A performance-optimized Muon optimizer with foreach support, auto-routing, and composite optimizer patterns.

These details have been verified by PyPI

Project links

GitHub Statistics

Maintainers

emaballarin

These details have not been verified by PyPI

Project description

optimuon

A performance-optimized Muon optimizer for PyTorch.

Features:

Foreach-native: uses torch._foreach_* ops for momentum, weight decay, and parameter updates.
Batched Newton-Schulz: groups matrices by shape for parallel orthogonalization.
Auto-parameter routing: automatically partitions model parameters into Muon-eligible (≥2D hidden weights) and auxiliary (embeddings, heads, norms, biases).
Composite optimizer: CompositeMuon combines Muon with any arbitrary auxiliary optimizer (not just AdamW).
Three LR modes: Keller Jordan's "original" (with aspect-ratio scaling), Moonshot AI's "match_rms_adamw", and "none" (no scaling).
Momentum conventions: "ema" (m = beta*m + (1-beta)*g, default) and "classical" (m = beta*m + g).
Corrections: MARS, cautious updates, cautious weight decay, NorMuon, gradient/update clipping (all toggleable).
Weight normalization: optional Frobenius-norm clamping to sqrt(fan_out) (from KJ's original Muon).
Half-precision momentum: optional lower-precision momentum buffers for memory savings.
Polar Express: optimal per-step Newton-Schulz coefficients (default).
Distributed: torch.distributed gradient sharding via all_gather.

Installation

uv pip install git+https://github.com/emaballarin/optimuon

Quick start

Standalone Muon (manual parameter selection)

from optimuon import Muon

# Muon for ≥2D hidden weight matrices only
muon = Muon(muon_params, lr=0.02, momentum=0.95, weight_decay=0.01)

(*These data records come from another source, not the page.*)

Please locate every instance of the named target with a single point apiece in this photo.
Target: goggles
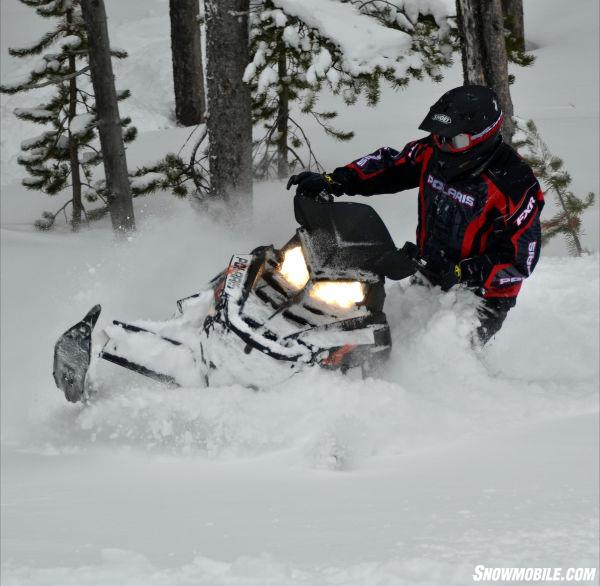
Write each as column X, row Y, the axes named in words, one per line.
column 463, row 141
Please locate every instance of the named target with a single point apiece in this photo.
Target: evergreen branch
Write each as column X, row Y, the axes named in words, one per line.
column 52, row 81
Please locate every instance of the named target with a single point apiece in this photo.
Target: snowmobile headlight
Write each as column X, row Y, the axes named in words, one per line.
column 293, row 268
column 341, row 293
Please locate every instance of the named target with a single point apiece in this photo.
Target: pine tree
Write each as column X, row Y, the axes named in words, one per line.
column 549, row 168
column 64, row 155
column 294, row 57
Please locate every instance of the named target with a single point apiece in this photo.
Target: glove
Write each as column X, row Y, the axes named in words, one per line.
column 469, row 271
column 448, row 277
column 475, row 270
column 312, row 184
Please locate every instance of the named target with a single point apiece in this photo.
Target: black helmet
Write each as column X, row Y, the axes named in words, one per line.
column 465, row 127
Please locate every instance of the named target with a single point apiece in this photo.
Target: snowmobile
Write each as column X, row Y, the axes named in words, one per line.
column 268, row 315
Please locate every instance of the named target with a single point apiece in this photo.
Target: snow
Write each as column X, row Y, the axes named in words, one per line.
column 365, row 42
column 448, row 459
column 37, row 113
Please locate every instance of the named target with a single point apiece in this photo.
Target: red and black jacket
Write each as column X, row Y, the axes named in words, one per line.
column 493, row 215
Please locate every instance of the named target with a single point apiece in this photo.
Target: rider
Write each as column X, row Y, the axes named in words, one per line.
column 479, row 202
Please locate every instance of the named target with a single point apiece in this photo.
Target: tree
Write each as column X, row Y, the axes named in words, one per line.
column 549, row 168
column 483, row 48
column 229, row 120
column 109, row 121
column 64, row 156
column 186, row 51
column 300, row 48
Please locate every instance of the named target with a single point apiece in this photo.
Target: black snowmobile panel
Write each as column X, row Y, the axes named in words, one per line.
column 344, row 234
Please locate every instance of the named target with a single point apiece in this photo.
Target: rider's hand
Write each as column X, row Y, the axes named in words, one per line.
column 311, row 184
column 474, row 270
column 469, row 271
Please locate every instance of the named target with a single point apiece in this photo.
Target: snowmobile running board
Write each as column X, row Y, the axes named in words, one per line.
column 72, row 356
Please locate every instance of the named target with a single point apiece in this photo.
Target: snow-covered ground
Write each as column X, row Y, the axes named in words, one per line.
column 450, row 459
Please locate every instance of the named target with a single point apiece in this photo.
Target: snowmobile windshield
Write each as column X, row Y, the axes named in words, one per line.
column 345, row 235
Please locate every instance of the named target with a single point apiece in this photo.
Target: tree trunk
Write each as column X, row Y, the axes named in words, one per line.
column 283, row 169
column 483, row 49
column 471, row 43
column 186, row 52
column 76, row 204
column 513, row 18
column 229, row 120
column 109, row 122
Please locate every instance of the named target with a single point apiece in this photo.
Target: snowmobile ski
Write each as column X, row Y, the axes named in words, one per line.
column 72, row 355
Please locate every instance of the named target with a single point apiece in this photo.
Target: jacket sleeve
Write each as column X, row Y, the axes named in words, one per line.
column 515, row 248
column 384, row 171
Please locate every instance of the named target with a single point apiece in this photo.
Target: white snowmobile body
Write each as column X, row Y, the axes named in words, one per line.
column 267, row 316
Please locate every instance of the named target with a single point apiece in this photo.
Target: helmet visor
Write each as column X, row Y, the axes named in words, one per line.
column 455, row 144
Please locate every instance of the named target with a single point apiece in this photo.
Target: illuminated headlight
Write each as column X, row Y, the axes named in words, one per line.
column 293, row 268
column 341, row 293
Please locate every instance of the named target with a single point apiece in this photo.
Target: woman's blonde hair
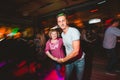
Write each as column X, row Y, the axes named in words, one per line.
column 53, row 30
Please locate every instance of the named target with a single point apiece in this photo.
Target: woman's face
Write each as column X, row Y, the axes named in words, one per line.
column 54, row 35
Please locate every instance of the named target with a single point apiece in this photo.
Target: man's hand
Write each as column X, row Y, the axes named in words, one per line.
column 60, row 60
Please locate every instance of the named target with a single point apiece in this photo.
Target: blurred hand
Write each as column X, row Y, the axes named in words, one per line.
column 60, row 60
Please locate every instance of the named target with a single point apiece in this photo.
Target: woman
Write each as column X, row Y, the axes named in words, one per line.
column 54, row 48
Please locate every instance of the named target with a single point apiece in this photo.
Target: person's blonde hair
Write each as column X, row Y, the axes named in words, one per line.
column 53, row 30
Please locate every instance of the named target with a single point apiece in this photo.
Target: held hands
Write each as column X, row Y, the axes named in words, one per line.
column 60, row 60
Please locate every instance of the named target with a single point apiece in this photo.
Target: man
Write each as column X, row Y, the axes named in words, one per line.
column 74, row 56
column 109, row 43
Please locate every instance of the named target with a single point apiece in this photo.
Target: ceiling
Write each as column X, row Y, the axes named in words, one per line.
column 29, row 9
column 33, row 8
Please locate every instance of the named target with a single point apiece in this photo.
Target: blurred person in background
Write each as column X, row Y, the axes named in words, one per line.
column 109, row 44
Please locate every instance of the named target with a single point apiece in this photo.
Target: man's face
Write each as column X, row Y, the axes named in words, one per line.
column 62, row 22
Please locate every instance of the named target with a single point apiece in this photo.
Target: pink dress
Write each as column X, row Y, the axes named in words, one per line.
column 56, row 49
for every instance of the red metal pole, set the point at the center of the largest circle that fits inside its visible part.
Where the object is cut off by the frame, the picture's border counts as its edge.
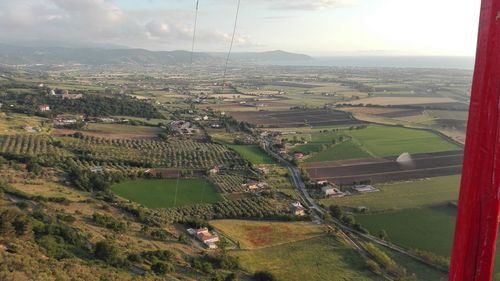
(479, 202)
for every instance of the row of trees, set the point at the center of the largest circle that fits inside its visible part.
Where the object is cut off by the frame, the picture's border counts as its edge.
(256, 207)
(89, 104)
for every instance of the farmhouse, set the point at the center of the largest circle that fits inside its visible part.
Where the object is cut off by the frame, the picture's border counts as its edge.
(214, 170)
(297, 209)
(365, 188)
(330, 191)
(299, 155)
(44, 107)
(253, 186)
(183, 127)
(204, 235)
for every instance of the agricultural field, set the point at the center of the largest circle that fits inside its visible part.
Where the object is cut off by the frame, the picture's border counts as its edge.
(403, 195)
(396, 100)
(342, 151)
(171, 154)
(11, 124)
(428, 228)
(252, 153)
(228, 183)
(378, 170)
(168, 192)
(384, 141)
(369, 141)
(323, 258)
(295, 118)
(261, 234)
(114, 131)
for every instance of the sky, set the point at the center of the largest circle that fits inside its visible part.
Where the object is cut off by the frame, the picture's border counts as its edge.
(314, 27)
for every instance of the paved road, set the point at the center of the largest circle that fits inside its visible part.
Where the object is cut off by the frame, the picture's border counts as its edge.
(350, 234)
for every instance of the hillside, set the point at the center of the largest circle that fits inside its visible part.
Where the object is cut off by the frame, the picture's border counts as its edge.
(18, 55)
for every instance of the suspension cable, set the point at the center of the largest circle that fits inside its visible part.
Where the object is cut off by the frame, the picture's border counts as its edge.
(194, 31)
(230, 46)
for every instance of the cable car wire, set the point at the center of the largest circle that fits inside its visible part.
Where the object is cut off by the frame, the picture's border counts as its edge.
(230, 46)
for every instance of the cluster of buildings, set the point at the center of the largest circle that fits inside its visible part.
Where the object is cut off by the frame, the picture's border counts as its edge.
(297, 209)
(254, 186)
(184, 127)
(329, 190)
(65, 95)
(205, 236)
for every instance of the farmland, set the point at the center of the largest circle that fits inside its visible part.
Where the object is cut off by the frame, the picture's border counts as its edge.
(262, 234)
(387, 169)
(295, 118)
(342, 151)
(391, 141)
(115, 131)
(252, 153)
(168, 193)
(320, 258)
(404, 195)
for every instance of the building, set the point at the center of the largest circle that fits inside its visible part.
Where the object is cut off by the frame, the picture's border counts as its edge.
(330, 191)
(44, 107)
(299, 155)
(364, 188)
(297, 209)
(214, 170)
(204, 235)
(253, 186)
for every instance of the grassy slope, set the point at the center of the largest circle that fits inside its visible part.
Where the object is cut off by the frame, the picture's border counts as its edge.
(320, 258)
(429, 229)
(258, 234)
(404, 195)
(253, 153)
(161, 193)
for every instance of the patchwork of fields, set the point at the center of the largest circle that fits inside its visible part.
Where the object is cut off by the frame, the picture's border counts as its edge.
(387, 169)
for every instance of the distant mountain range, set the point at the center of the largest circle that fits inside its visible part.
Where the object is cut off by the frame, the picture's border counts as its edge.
(16, 55)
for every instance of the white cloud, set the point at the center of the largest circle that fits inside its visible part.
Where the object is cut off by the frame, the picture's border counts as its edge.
(100, 22)
(307, 5)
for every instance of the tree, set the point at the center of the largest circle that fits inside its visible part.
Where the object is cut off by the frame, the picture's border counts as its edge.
(383, 234)
(106, 251)
(336, 211)
(264, 276)
(162, 268)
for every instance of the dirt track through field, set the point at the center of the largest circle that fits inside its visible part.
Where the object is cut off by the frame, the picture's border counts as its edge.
(387, 169)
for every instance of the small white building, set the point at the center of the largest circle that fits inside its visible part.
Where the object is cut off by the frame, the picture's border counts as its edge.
(364, 188)
(330, 191)
(44, 107)
(204, 235)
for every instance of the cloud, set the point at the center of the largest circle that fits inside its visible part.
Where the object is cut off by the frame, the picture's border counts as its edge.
(101, 22)
(306, 5)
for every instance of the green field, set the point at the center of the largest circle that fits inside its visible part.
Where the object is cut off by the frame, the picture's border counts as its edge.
(373, 141)
(320, 258)
(252, 153)
(429, 229)
(385, 141)
(262, 234)
(404, 195)
(342, 151)
(162, 193)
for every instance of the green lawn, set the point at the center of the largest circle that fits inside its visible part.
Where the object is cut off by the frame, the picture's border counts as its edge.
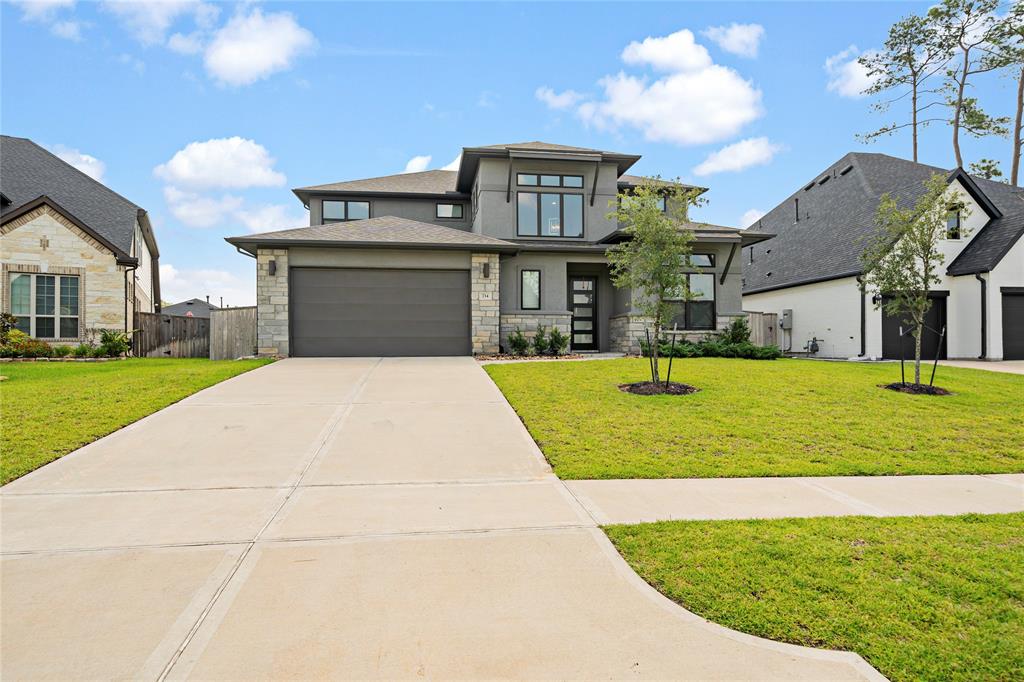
(48, 410)
(780, 418)
(920, 598)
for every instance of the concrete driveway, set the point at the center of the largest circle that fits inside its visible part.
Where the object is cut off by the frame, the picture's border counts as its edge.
(339, 518)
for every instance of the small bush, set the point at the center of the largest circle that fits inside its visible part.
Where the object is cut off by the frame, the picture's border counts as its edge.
(541, 341)
(518, 343)
(557, 342)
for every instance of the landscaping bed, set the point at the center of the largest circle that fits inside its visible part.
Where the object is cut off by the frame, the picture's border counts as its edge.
(51, 409)
(751, 418)
(920, 598)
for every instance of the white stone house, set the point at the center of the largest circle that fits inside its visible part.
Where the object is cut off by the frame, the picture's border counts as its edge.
(75, 256)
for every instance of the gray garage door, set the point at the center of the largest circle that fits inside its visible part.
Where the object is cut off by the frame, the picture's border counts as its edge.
(349, 311)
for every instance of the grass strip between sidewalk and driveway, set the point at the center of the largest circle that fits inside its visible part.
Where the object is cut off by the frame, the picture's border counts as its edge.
(48, 410)
(765, 418)
(920, 598)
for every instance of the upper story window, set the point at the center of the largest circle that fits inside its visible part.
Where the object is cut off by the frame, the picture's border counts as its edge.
(544, 214)
(953, 223)
(532, 180)
(450, 211)
(335, 210)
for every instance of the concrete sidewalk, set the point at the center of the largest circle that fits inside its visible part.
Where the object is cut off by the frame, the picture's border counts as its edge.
(343, 519)
(659, 500)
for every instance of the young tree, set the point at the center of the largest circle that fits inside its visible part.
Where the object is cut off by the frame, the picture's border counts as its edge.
(970, 29)
(910, 57)
(653, 260)
(903, 260)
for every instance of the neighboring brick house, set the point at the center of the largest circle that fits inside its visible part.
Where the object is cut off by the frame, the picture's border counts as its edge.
(450, 262)
(76, 257)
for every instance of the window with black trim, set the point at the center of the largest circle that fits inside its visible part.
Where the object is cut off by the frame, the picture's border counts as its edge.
(335, 211)
(529, 290)
(449, 211)
(549, 214)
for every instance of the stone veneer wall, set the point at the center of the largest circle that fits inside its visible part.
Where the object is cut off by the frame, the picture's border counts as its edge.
(527, 323)
(68, 251)
(484, 303)
(271, 302)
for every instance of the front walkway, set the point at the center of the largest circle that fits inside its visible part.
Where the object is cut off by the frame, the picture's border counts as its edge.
(339, 518)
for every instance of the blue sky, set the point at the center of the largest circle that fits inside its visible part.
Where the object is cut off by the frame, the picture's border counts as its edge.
(208, 114)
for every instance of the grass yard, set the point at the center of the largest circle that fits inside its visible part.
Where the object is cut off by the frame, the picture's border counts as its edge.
(920, 598)
(48, 410)
(760, 418)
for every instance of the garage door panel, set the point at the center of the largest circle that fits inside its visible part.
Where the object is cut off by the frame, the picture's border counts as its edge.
(347, 311)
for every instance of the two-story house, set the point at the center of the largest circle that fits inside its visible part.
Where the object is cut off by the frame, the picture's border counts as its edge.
(75, 256)
(810, 273)
(450, 262)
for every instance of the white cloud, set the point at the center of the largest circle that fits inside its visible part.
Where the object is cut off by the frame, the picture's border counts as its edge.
(741, 39)
(251, 47)
(675, 52)
(847, 77)
(553, 99)
(181, 285)
(89, 165)
(750, 217)
(736, 157)
(417, 164)
(227, 162)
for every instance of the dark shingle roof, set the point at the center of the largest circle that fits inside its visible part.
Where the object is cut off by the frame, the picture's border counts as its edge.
(28, 171)
(837, 219)
(381, 231)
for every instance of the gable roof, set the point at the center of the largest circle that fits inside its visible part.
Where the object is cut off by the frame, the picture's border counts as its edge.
(837, 217)
(28, 172)
(382, 231)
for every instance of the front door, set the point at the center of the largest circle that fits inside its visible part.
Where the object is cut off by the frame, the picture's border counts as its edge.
(583, 299)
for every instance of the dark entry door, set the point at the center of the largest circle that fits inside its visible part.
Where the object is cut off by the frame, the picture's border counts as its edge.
(1013, 325)
(930, 347)
(583, 298)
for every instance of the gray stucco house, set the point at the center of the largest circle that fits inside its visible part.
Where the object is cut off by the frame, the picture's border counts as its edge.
(450, 262)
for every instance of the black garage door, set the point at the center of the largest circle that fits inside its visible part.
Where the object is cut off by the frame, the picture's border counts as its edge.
(351, 311)
(935, 318)
(1013, 325)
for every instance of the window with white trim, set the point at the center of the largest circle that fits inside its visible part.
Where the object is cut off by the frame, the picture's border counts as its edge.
(45, 305)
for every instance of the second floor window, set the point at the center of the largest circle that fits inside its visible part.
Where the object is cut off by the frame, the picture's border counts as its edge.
(542, 214)
(335, 211)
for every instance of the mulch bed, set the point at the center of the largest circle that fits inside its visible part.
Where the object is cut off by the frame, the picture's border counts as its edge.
(650, 388)
(915, 389)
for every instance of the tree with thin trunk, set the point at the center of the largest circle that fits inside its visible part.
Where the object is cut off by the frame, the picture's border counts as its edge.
(904, 259)
(910, 57)
(970, 29)
(652, 261)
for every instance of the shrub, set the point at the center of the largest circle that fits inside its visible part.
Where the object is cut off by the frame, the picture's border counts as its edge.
(557, 342)
(541, 341)
(518, 344)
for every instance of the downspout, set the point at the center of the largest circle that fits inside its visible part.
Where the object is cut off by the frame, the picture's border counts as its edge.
(984, 315)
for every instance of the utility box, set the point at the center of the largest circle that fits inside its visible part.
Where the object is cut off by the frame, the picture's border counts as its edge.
(786, 321)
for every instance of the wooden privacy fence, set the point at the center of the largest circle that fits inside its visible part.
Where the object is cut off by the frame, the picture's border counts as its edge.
(170, 336)
(232, 333)
(764, 328)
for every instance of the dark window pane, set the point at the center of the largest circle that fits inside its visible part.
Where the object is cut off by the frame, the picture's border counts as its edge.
(44, 328)
(334, 210)
(550, 219)
(69, 328)
(573, 215)
(45, 290)
(358, 210)
(530, 290)
(526, 208)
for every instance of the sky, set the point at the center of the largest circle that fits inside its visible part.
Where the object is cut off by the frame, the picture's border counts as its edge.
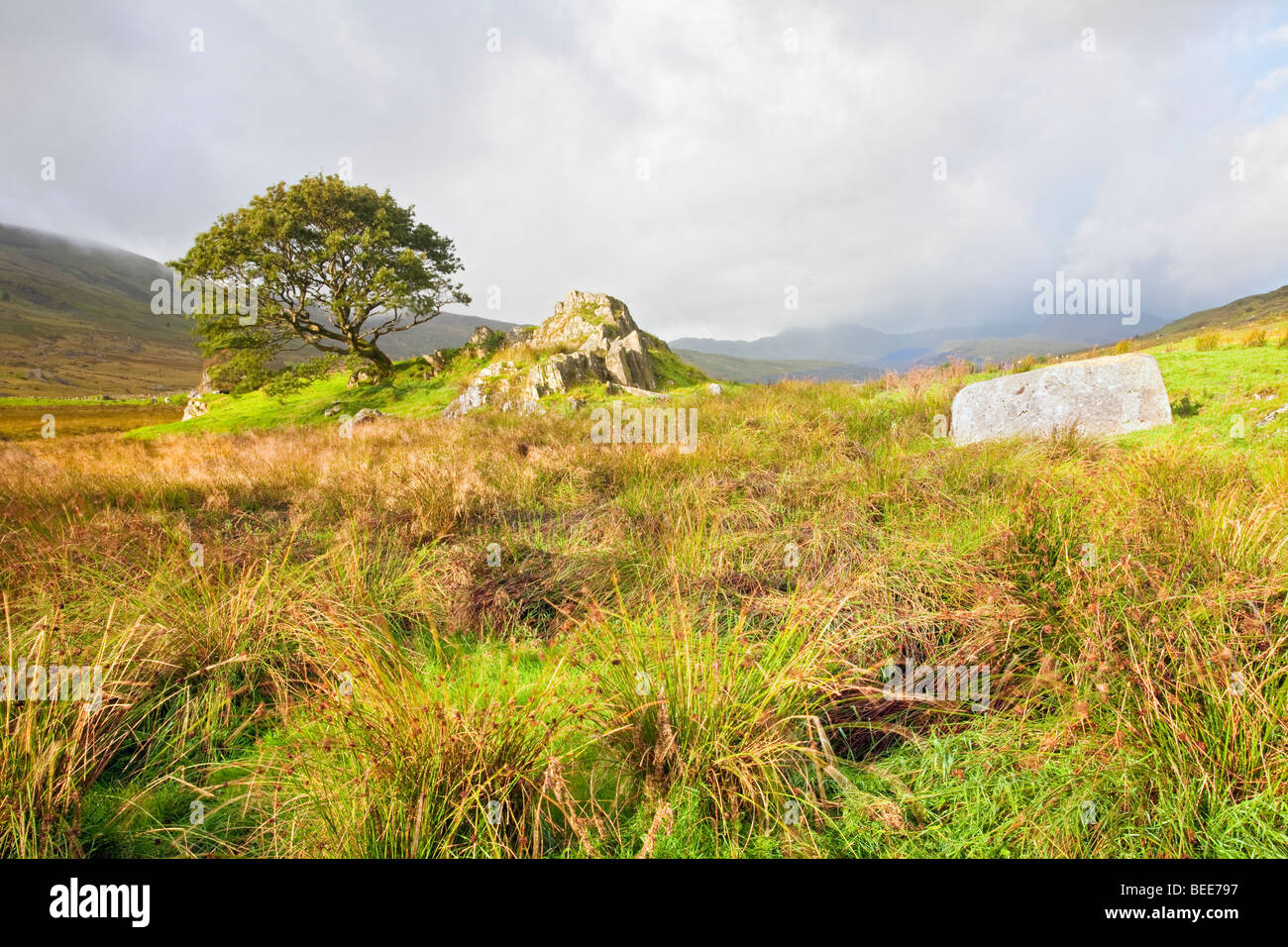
(726, 169)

# Separate AdamW for everything else
import torch
adamw = torch.optim.AdamW(other_params, lr=3e-4)

# Training loop
for batch in dataloader:
    loss = model(batch).loss
    loss.backward()
    muon.step()
    adamw.step()
    muon.zero_grad()
    adamw.zero_grad()

CompositeMuon with auto-routing (recommended)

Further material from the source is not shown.